A repressão do Estado e dos patrões se intensificou. Foi decretado “Estado de Sítio” e a proibição de sair às ruas. Milhares de trabalhadores foram presos. Sedes de sindicatos foram incendiadas, capangas foram patrocinados pelos patrões para invadir casas de trabalhadores, espancando-os e destruindo seus pertences.

Com julgamentos e provas forjados, diversas lideranças do movimento foram condenadas à morte e à prisão perpétua. A data é, portanto, uma homenagem aos oito líderes trabalhistas norte-americanos que morreram enforcados em Chicago (EUA), em 1886. Eles foram presos e julgados sumariamente por liderarem manifestações que tiveram início justamente no dia 1º de maio daquele ano.

Apesar da origem do 1º de Maio estar vinculada a um acontecimento em território estadunidense, até hoje, o governo dos Estados Unidos se nega a reconhecer o Primeiro de Maio como o Dia do Trabalhador. Em 1890, a luta da classe trabalhadora estadunidense obrigou o Congresso a aprovar a redução da jornada de trabalho, de 16 horas para 8 horas diárias.
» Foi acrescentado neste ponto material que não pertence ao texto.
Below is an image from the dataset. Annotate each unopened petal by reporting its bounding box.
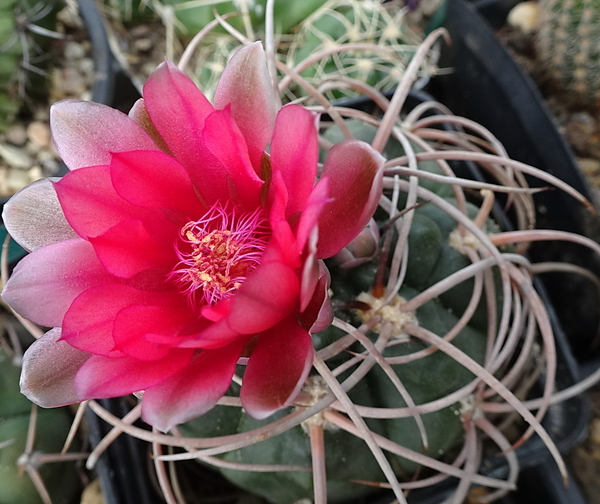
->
[2,238,115,327]
[75,349,192,399]
[271,105,319,216]
[20,328,90,408]
[240,317,314,420]
[50,100,157,170]
[215,42,279,168]
[2,179,77,251]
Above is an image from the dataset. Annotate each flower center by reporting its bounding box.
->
[170,203,270,304]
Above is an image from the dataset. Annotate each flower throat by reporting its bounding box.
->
[170,203,270,305]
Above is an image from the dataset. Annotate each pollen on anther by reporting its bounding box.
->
[170,204,270,305]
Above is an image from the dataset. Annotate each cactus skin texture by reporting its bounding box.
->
[180,121,495,504]
[0,350,81,504]
[537,0,600,103]
[0,0,23,131]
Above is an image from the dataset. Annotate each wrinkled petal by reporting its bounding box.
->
[128,98,171,153]
[319,140,384,259]
[143,62,229,206]
[300,261,333,334]
[75,349,193,400]
[90,219,177,278]
[50,100,157,170]
[142,341,245,432]
[2,179,77,251]
[113,303,189,361]
[271,105,319,217]
[296,178,333,254]
[214,42,278,173]
[20,328,90,408]
[240,317,314,420]
[203,109,263,209]
[62,284,162,357]
[110,151,203,217]
[2,238,115,327]
[54,166,173,242]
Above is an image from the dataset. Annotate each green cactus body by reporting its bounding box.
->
[0,0,58,132]
[181,122,493,504]
[0,0,23,131]
[0,350,80,504]
[537,0,600,102]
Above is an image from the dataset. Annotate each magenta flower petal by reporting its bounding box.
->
[215,42,278,169]
[75,349,193,400]
[240,317,314,420]
[203,109,263,209]
[2,179,77,251]
[143,62,229,206]
[4,44,383,430]
[188,245,300,349]
[142,340,245,432]
[20,328,90,408]
[50,100,157,170]
[2,238,115,327]
[271,105,319,217]
[90,219,177,278]
[318,140,384,259]
[110,151,202,217]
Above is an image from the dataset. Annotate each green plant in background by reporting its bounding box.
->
[0,0,58,131]
[0,348,81,504]
[537,0,600,103]
[107,0,422,101]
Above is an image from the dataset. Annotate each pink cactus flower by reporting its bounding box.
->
[2,44,383,431]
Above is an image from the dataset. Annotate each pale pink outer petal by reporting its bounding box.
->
[50,100,157,170]
[142,340,246,432]
[271,105,319,217]
[240,317,314,420]
[202,108,264,210]
[2,238,115,327]
[89,219,177,278]
[318,140,384,259]
[2,179,77,251]
[214,42,279,170]
[20,328,91,408]
[75,348,193,400]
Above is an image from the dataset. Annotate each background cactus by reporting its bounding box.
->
[537,0,600,103]
[0,0,58,132]
[180,122,498,504]
[0,348,81,504]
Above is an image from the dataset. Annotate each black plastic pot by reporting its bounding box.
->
[0,0,118,263]
[429,0,600,360]
[78,0,600,504]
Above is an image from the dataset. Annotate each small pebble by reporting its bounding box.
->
[0,143,33,170]
[506,2,540,33]
[27,121,50,147]
[64,41,85,60]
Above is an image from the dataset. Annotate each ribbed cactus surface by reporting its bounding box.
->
[537,0,600,102]
[180,121,496,504]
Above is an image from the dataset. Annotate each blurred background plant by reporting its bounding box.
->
[97,0,426,101]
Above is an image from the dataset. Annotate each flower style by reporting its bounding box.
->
[2,44,383,431]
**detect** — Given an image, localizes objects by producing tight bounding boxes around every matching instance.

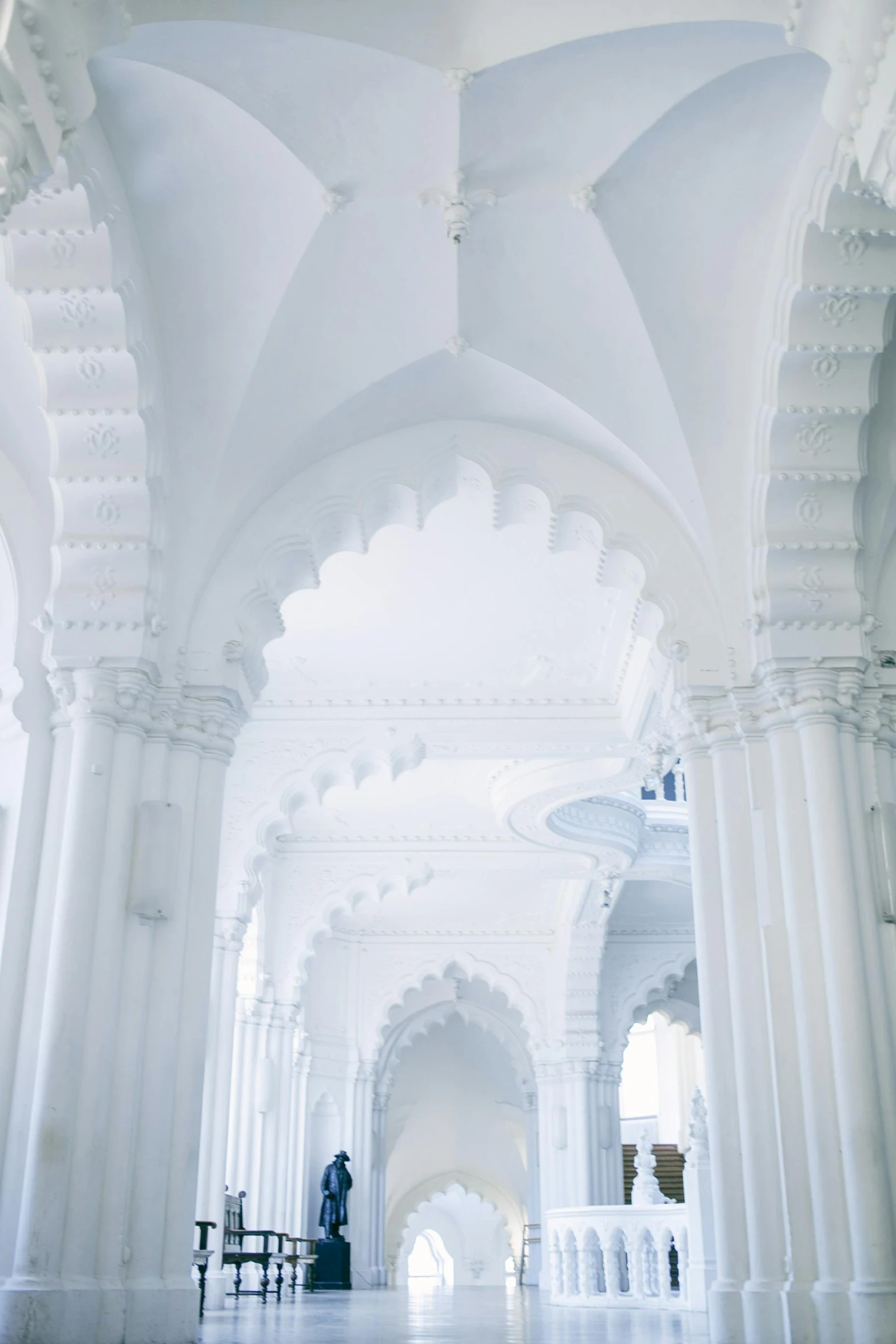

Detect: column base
[782,1281,822,1344]
[849,1283,896,1344]
[205,1269,234,1312]
[707,1279,744,1344]
[744,1281,790,1344]
[811,1282,853,1344]
[0,1279,199,1344]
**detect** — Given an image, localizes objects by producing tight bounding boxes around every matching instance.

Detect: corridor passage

No Brasil, a data é comemorada desde 1895 e virou feriado nacional em setembro de 1925 por um decreto presidencial, em decorrência do crescimento do movimento operário a partir da greve geral de 1917.

Durante o governo Getúlio Vargas (1930-1945), a propaganda oficial sutilmente buscou descaracterizar a data, rebatizando-a como Dia do Trabalho. A mudança, aparentemente sútil, tinha por objetivo transformar a data marcada por piquetes e passeatas em uma comemoração de caráter festivo, com celebrações e desfiles. A disputa pelo significado e caráter da data permanece até hoje.

A CSP-Conlutas, central sindical a qual o SINTUFF é filiado, emitiu boletim afirmando que: “Com a eclosão das várias lutas contra o capital e seus efeitos nefastos, a classe trabalhadora necessita de um 1º de maio classista. Um ato político que avance na unificação das lutas para pôr abaixo o governo Bolsonaro ”.

Viva o 1º de Maio! Viva a independência de classe! Trabalhadoras e trabalhadores de todo o mundo, uni-vos!